TBILISI (Reuters) – A senior European Union official warned the Georgian government on Thursday that its proposed legislation on “foreign agents” was unacceptable and would be an obstacle to the country’s hopes of joining the EU if adopted in its current form.
The bill, which would require organisations receiving more than 20% of their funding from abroad to register as agents of foreign influence, has sparked a rolling political crisis in the South Caucasus country.
Georgia’s parliament on Wednesday approved the second reading of the bill, which the opposition says is Kremlin-inspired, as police fired tear gas and stun grenades to clear a large crowd of protesters.
The government says the law is needed to ensure that foreign funding of NGOs is transparent.
Ever-growing numbers of demonstrators have been taking to the street nightly for almost a month. A heaving crowd, tens of thousands strong, shut down central Tbilisi on Wednesday in the largest anti-government rally yet.
Gert Jan Koopman, director general of the European Commission’s enlargement directorate, told reporters in the Georgian capital that Brussels was monitoring the situation and was worried by what was happening.
“There are concerning developments in terms of legislation. The law that has been passed on transparency in the second reading as it stands is unacceptable and will create serious obstacles for the EU accession path,” said Koopman.
“However, there is still time. We will draw up our recommendations (on whether to start EU accession talks with Georgia) in September and issue our report in October-November, so there is still time. But the ball is very firmly in the court of the government,” he added.
The Georgian parliament is expected to consider the bill in a third reading in around two weeks.

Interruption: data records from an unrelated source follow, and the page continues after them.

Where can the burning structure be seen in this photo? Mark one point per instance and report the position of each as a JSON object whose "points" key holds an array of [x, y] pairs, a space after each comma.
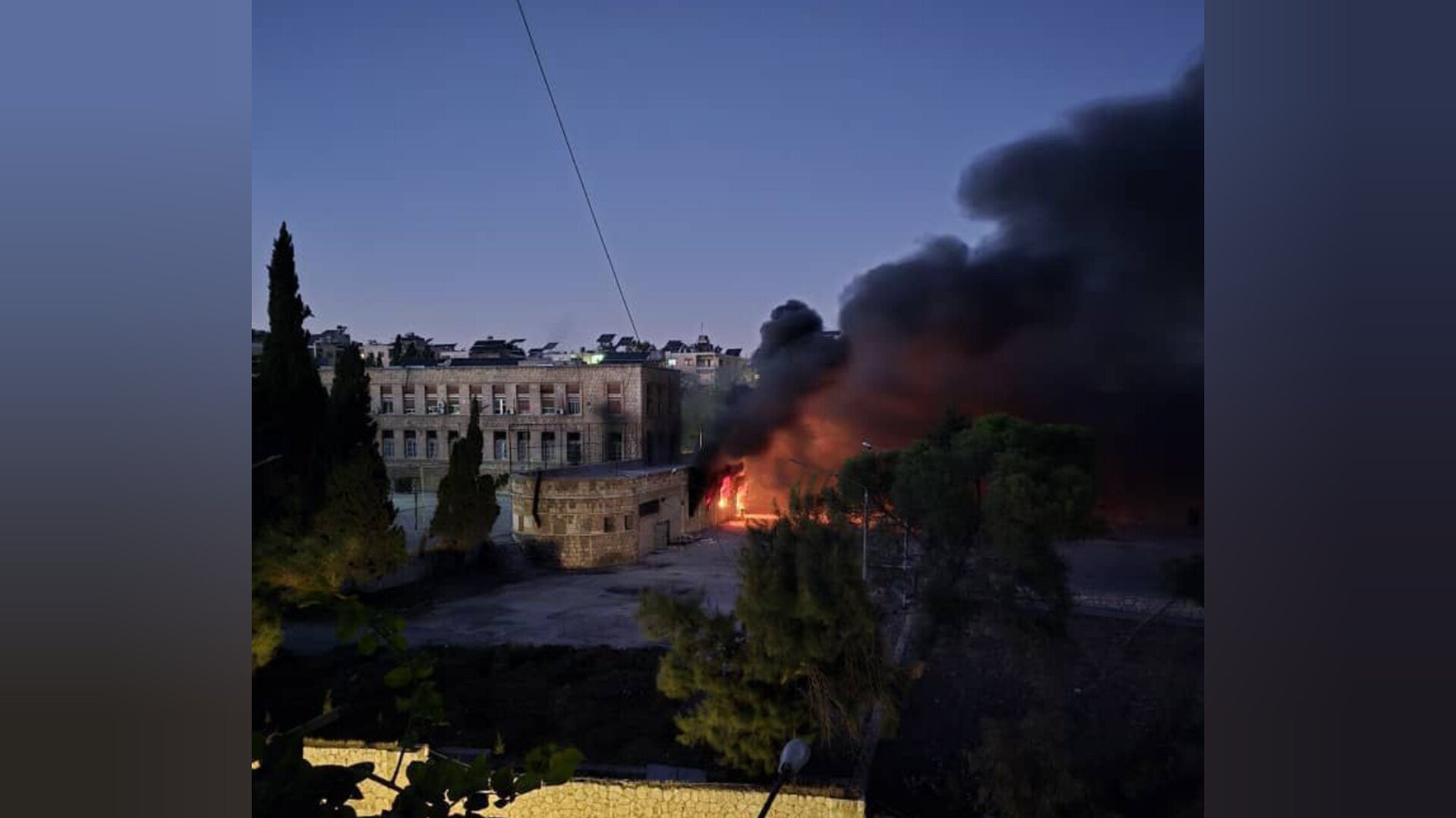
{"points": [[1084, 305]]}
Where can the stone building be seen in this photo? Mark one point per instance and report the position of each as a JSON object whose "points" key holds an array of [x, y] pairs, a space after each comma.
{"points": [[604, 514], [533, 418]]}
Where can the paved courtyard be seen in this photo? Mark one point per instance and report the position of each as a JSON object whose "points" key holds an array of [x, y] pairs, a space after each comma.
{"points": [[577, 609]]}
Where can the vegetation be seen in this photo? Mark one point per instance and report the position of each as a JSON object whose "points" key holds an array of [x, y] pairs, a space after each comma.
{"points": [[987, 500], [468, 507], [287, 785], [405, 353], [800, 655], [322, 516]]}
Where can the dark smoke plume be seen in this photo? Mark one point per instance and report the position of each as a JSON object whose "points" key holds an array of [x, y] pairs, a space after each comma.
{"points": [[1085, 305]]}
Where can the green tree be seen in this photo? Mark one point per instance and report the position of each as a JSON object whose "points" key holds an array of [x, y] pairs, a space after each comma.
{"points": [[289, 406], [466, 507], [322, 517], [989, 500], [1027, 769], [801, 654]]}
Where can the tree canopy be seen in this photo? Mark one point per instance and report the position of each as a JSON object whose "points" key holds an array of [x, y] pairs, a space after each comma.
{"points": [[800, 657], [322, 516], [468, 507]]}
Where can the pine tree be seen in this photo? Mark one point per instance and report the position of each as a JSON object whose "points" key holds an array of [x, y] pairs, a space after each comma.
{"points": [[466, 509], [799, 657]]}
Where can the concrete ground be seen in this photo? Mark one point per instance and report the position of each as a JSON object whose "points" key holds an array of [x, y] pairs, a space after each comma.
{"points": [[1123, 566], [577, 609]]}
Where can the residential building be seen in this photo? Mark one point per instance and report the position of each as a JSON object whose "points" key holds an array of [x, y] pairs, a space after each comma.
{"points": [[328, 344], [705, 363], [533, 417], [495, 348]]}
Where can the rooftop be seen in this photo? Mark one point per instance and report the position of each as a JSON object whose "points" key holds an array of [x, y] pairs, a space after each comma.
{"points": [[615, 469]]}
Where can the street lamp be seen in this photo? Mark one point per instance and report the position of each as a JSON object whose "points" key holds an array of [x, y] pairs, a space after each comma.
{"points": [[864, 549], [794, 757]]}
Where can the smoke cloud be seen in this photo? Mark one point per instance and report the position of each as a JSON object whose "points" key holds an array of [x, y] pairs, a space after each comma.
{"points": [[1084, 305]]}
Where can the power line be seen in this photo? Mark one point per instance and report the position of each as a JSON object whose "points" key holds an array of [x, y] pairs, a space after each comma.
{"points": [[577, 168]]}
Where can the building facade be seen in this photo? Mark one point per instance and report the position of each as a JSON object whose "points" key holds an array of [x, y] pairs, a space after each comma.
{"points": [[533, 418], [606, 514]]}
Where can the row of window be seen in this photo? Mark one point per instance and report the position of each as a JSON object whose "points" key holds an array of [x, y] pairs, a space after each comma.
{"points": [[546, 452], [498, 402]]}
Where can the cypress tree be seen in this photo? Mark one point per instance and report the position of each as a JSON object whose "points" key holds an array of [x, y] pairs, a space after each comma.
{"points": [[289, 405], [466, 509]]}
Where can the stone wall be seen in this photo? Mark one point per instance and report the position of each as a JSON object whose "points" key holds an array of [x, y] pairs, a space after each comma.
{"points": [[642, 427], [576, 512], [601, 798]]}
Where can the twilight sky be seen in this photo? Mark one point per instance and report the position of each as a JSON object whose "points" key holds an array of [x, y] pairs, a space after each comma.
{"points": [[739, 152]]}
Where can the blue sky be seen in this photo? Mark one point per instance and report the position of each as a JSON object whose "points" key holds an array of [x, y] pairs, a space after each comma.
{"points": [[739, 152]]}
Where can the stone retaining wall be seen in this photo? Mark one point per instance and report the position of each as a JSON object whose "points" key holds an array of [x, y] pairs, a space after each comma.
{"points": [[1141, 606], [601, 798]]}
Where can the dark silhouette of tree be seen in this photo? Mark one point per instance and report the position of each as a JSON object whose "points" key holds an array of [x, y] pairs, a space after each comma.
{"points": [[799, 657], [468, 507]]}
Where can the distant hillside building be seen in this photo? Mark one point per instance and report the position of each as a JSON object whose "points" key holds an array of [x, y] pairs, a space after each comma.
{"points": [[606, 514], [708, 364], [328, 344]]}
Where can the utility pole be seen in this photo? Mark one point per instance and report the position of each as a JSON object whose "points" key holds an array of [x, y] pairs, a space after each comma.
{"points": [[864, 550]]}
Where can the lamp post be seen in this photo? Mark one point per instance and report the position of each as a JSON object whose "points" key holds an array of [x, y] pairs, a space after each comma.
{"points": [[864, 549], [795, 754]]}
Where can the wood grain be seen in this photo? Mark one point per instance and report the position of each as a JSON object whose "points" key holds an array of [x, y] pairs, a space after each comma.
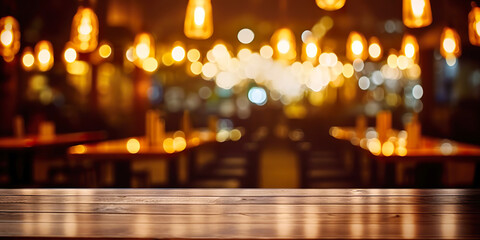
{"points": [[240, 213]]}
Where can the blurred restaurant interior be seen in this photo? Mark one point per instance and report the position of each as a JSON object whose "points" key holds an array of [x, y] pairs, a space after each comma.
{"points": [[240, 93]]}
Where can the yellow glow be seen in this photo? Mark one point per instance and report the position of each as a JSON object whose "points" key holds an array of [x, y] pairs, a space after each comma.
{"points": [[79, 149], [105, 51], [70, 55], [193, 55], [28, 59], [78, 68], [348, 70], [9, 38], [178, 53], [84, 32], [235, 135], [410, 47], [388, 148], [179, 144], [450, 43], [330, 5], [474, 26], [417, 13], [198, 19], [6, 37], [374, 146], [199, 16], [133, 145], [44, 55], [266, 51], [356, 44], [150, 64], [284, 41], [168, 145], [196, 68], [392, 61]]}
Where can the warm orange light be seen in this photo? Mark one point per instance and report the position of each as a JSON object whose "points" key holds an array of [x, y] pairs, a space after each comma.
{"points": [[198, 19], [375, 50], [84, 33], [310, 50], [105, 50], [133, 145], [330, 5], [417, 13], [410, 47], [44, 55], [450, 45], [9, 37], [283, 41], [28, 59], [356, 46], [143, 48], [474, 26]]}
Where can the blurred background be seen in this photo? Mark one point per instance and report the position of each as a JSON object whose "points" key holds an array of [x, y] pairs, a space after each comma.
{"points": [[271, 79]]}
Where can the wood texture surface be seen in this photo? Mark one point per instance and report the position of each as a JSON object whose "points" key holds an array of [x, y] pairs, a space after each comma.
{"points": [[241, 213]]}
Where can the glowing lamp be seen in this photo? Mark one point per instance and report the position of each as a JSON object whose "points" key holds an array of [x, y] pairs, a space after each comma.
{"points": [[417, 13], [356, 46], [375, 49], [310, 50], [474, 26], [9, 37], [283, 41], [410, 47], [330, 5], [143, 48], [84, 33], [44, 55], [198, 19], [450, 45], [28, 59]]}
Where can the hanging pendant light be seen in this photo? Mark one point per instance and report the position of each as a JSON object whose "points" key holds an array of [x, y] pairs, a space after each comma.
{"points": [[9, 38], [474, 25], [356, 46], [450, 45], [198, 19], [84, 33], [283, 41], [28, 59], [330, 5], [44, 55], [417, 13], [375, 50], [310, 50], [410, 47]]}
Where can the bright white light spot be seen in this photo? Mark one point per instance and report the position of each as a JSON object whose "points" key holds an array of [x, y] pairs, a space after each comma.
{"points": [[245, 36], [364, 83], [257, 95], [417, 92]]}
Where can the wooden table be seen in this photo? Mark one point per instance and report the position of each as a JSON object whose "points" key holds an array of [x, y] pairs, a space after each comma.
{"points": [[240, 213], [118, 152], [431, 150], [21, 151]]}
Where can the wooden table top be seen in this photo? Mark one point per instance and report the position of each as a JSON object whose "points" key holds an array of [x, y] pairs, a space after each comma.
{"points": [[241, 213], [430, 149], [138, 147], [12, 143]]}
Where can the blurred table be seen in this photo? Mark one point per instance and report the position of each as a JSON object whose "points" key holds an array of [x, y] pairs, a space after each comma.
{"points": [[20, 151], [123, 152], [430, 150], [240, 213]]}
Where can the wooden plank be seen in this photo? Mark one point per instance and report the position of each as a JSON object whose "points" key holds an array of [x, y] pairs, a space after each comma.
{"points": [[245, 200], [241, 192], [238, 209]]}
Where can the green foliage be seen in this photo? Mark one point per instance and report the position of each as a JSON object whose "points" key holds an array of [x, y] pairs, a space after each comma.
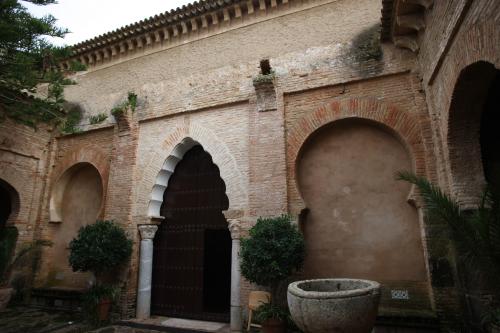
{"points": [[271, 311], [99, 248], [274, 250], [131, 103], [97, 119], [476, 233], [8, 238], [70, 124], [264, 78], [28, 62], [366, 45]]}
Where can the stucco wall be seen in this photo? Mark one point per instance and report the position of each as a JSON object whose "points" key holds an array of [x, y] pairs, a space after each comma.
{"points": [[359, 223], [83, 193]]}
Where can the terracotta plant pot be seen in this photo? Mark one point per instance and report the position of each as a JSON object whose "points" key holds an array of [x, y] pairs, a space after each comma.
{"points": [[5, 296], [334, 305], [273, 326], [103, 309]]}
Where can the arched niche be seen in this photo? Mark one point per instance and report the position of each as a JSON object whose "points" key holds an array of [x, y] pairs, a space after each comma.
{"points": [[56, 203], [472, 130], [76, 201], [9, 203], [359, 223]]}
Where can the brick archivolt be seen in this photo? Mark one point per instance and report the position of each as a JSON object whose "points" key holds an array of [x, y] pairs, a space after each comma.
{"points": [[404, 126], [480, 43], [173, 148]]}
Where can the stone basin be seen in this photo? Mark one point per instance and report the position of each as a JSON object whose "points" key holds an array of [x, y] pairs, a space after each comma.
{"points": [[334, 305]]}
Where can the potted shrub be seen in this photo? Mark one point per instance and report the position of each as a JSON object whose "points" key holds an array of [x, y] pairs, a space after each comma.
{"points": [[101, 248], [273, 251]]}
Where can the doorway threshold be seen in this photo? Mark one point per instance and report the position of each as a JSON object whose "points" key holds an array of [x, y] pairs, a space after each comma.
{"points": [[176, 325]]}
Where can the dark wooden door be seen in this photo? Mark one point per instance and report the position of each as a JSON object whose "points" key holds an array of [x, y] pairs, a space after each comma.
{"points": [[192, 248]]}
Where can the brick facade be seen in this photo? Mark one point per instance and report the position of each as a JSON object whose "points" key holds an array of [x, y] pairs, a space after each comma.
{"points": [[204, 87]]}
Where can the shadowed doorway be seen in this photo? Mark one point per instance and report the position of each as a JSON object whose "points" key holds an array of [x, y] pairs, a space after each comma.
{"points": [[192, 248], [5, 206]]}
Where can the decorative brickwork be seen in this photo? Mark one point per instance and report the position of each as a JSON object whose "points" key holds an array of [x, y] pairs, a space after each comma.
{"points": [[404, 125]]}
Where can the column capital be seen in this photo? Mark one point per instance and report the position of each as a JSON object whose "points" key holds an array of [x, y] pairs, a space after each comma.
{"points": [[234, 228], [147, 231]]}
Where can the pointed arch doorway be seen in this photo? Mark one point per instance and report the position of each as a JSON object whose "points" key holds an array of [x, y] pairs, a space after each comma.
{"points": [[192, 247]]}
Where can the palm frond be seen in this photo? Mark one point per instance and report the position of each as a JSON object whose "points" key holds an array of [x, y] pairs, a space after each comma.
{"points": [[476, 233]]}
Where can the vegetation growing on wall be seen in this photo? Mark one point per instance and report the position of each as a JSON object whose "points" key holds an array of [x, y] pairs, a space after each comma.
{"points": [[97, 119], [131, 103], [27, 62], [366, 45]]}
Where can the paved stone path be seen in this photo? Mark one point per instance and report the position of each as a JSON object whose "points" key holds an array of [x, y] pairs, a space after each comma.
{"points": [[31, 320]]}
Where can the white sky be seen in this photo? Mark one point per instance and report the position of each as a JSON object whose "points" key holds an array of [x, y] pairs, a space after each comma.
{"points": [[90, 18]]}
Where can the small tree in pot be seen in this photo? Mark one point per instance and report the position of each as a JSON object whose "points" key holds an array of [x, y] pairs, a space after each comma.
{"points": [[273, 251], [100, 248]]}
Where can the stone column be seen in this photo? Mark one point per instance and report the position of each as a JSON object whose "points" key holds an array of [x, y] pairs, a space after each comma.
{"points": [[235, 320], [145, 270]]}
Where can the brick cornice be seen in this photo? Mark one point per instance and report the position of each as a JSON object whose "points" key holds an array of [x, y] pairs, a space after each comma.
{"points": [[193, 21]]}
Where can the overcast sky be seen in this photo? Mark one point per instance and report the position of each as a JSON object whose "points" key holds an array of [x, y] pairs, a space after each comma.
{"points": [[89, 18]]}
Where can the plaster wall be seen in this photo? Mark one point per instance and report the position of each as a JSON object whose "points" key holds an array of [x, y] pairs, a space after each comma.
{"points": [[218, 69], [82, 203], [359, 214]]}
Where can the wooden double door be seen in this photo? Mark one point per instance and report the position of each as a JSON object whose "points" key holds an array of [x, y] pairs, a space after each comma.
{"points": [[192, 247]]}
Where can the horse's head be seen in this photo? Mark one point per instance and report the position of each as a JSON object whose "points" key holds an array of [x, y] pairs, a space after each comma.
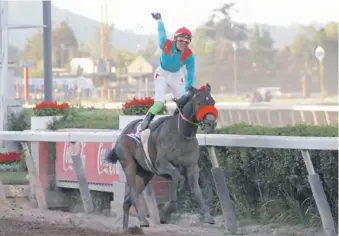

The ruling Georgian Dream party’s billionaire businessman founder Bidzina Ivanishvili, in a rare speech on Monday, said Georgia needed to defend its sovereignty against foreign attempts to control it, and suggested opponents of the bill were acting in the interests of the West.
The standoff is seen as part of a wider struggle that could determine whether Georgia, a country of 3.7 million people that has seen turmoil, war and revolution since the collapse of the Soviet Union, moves closer towards Europe or back under Moscow’s influence.